Akrilik pada kanvas (5 meter x 2.5 meter), instalasi arsip, wawancara Bapak Sukirno (15:00 menit)
Kurator: Amos Ursia
Lokasi Karya: Joglo Pak Newu RT 02
Geber bukan sekedar latar untuk mendekorasi pertunjukan ketoprak. Dalam karya M. Shodik, geber atau disebut juga kelir adalah medium, terutama untuk menjadi jembatan pada pembacaan ulang atas motif, pola, dan kecenderungan visualnya. Menghafal adalah pola visual dan kata kunci yang ditemukan dalam telaah Shodik. Pola hafalan dan menghafal juga muncul dalam kecenderungan dramaturgi ketoprak setelah 1960-an, terutama pada era ketoprak radio dan televisi. Ada kecenderungan yang sama dalam pengulangan pola visual geber, tuturan aktor ketoprak, hingga “pakem” naskah — mengantar pada temuan soal ketoprak sebagai instrumen pengulang pesan dalam skema komunikasi politik Orde Baru. Lapisan-lapisan yang mengitari geber kemudian melampaui geber semata-mata sebagai lukisan latar saja. Dalam prosesnya, Shodik melukis geber secara bersamaan dengan mengkaji sejarah ketoprak — baik secara umum atau secara khusus di Dukuh Sawit. Temuan Shodik berangkat dari kisah-kisah warga Sawit pegiat ketoprak dan kelompok ketoprak Sawit. Telaah artistik itu kemudian menjadi awalan untuk membaca ulang geber, tradisi seni lukis, dan sejarah ketoprak.

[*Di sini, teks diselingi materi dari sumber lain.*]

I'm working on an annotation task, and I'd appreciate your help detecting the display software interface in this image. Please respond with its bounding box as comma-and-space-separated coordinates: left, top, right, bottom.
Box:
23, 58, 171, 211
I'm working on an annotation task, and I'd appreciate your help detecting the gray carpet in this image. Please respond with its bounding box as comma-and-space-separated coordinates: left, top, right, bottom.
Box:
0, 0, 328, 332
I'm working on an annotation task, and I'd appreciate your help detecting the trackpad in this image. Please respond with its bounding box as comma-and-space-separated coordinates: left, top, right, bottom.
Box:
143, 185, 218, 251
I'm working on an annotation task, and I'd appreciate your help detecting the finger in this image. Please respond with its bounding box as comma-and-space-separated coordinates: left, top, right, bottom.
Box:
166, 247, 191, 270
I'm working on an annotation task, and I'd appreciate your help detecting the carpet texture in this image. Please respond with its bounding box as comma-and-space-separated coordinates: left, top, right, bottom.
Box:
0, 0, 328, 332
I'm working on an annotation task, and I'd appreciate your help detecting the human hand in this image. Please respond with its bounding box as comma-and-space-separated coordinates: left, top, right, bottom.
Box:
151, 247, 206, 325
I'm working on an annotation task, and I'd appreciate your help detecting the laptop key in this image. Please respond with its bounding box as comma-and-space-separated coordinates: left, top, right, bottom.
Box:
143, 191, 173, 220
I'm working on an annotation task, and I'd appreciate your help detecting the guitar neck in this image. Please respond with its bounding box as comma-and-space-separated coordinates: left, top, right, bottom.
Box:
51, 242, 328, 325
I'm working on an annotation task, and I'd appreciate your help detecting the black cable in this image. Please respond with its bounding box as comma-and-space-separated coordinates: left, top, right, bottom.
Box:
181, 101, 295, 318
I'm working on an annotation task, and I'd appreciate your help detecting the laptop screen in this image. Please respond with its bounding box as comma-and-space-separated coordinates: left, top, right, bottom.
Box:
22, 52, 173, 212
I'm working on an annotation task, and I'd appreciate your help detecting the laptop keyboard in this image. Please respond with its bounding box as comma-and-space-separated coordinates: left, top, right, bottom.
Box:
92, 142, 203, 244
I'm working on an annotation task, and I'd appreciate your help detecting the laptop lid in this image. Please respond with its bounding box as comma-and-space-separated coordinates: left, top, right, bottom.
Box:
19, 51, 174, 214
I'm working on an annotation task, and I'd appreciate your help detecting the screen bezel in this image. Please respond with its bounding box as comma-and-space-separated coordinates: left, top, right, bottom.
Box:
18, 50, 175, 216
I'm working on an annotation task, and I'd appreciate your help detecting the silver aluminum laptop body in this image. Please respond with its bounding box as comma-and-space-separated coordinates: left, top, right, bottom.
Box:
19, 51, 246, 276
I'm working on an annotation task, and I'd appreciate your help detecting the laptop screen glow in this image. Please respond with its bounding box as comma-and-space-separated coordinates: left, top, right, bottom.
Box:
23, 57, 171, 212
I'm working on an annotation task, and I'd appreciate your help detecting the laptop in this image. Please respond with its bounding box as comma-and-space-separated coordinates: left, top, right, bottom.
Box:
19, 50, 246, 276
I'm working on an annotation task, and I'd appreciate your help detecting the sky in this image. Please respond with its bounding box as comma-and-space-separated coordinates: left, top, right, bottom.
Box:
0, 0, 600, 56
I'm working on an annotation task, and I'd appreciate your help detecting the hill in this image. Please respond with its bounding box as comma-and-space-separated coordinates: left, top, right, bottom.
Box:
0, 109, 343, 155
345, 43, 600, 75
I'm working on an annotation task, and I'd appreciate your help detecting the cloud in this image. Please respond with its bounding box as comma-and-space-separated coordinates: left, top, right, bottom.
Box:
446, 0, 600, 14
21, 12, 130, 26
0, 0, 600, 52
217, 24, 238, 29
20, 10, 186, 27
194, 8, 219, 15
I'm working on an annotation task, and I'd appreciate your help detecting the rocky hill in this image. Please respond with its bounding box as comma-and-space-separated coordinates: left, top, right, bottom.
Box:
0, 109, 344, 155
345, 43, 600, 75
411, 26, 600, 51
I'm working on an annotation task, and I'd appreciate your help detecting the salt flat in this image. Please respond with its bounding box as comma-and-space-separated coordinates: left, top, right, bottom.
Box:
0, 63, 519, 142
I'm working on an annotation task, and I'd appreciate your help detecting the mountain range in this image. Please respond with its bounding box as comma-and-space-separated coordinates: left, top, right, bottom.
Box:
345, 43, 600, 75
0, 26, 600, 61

Muhammad Shodiq, lahir di Kabupaten Probolinggo, Jawa timur pada 27 Desember 2001. Shodiq merupakan seorang seniman yang sedang menempuh studi di jurusan Seni Lukis ISI Yogyakarta. Shodiq terlahir dan dibesarkan dari lingkungan masyarakat yang menggantungkan hidupnya pada tembakau di wilayah Probolinggo. Dalam pendekatan riset artistiknya, Shodiq memposisikan diri sebagai bagian dari realitas masyarakat yang didekati dalam karyanya, yakni petani tembakau. Ia mendekati berbagai subjek dalam isu pertanian tembakau, dari mulai petani, tengkulak, hingga buruh pabrik. Ia menuangkan eksplorasinya terhadap isu tersebut melalui berbagai media, seperti lukisan, performans, instalasi, dan musik.